As noted, READ COMMITTED isolation level does not allow uncommitted date to be read. Therefore, the second user should be blocked until the commitment of the first user's transaction. As a result, the dirty read impact does not happen and the valid phone is returned. However, another problem, the lost update, might occur. It is the most possible impact of concurrency in data modification. It happens while two concurrent transactions are trying to update a piece of data and one of them overwrites and discards the second transaction changes.

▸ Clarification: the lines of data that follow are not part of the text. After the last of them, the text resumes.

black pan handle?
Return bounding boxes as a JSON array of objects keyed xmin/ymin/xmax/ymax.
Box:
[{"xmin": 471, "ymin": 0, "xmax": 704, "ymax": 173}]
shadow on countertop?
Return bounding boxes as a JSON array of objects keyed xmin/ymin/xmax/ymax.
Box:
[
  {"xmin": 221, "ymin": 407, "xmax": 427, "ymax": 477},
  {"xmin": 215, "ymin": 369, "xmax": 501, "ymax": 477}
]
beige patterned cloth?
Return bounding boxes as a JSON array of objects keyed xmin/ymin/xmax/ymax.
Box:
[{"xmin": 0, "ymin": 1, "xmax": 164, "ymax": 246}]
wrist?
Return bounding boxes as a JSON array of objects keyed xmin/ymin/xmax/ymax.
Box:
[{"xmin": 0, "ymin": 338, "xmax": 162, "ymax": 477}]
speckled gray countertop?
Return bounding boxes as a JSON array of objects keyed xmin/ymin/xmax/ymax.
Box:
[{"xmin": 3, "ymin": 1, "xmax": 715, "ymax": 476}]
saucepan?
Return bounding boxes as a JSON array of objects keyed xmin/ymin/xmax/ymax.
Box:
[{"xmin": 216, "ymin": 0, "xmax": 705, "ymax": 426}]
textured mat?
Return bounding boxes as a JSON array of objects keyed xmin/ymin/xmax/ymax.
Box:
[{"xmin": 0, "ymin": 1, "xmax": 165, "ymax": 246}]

In this example, both users compete to change the phone filled in "Person.Contact" Table. The users completeo their respective updates and at the end, user2 overwrites the value modified by user1.

User1:

Use AdventureWorks;
go

Begin TRAN
Declare @phone nvarchar(25)
Select @phone = phone From Person.Contact Where ContactID = 5
-- Consider a CPU intensive operation here before Committing the transaction
-- For achieving time concurrency in this example:
Waitfor Delay '00:00:10'
IF @phone is null
Update Person.Contact SET Phone = '500 555-0131' Where ContactID = 5
COMMIT TRAN

User2:

Use AdventureWorks;
go

Begin TRAN
Declare @phone nvarchar(25)
Select @phone = phone From Person.Contact Where ContactID = 5
-- Consider a CPU intensive operation here before Committing the transaction
-- For achieving time concurrency in this example:
Waitfor Delay '00:00:10'
IF @phone is null
Update Person.Contact SET Phone = '500 555-0132' Where ContactID = 5
COMMIT TRAN

The result after commitment of second user's transaction

The result, after commitment of both users' transactions, shows the lost update made by user1. This is called "lost update" impact which should be addressed by a higher isolation level like repeatable read.

Conclusion

To avoid unpredictable result set in running concurrent queries, it is important to manage data modification based on your desired degree of isolation level. In the next part, we will address other concurrency issues.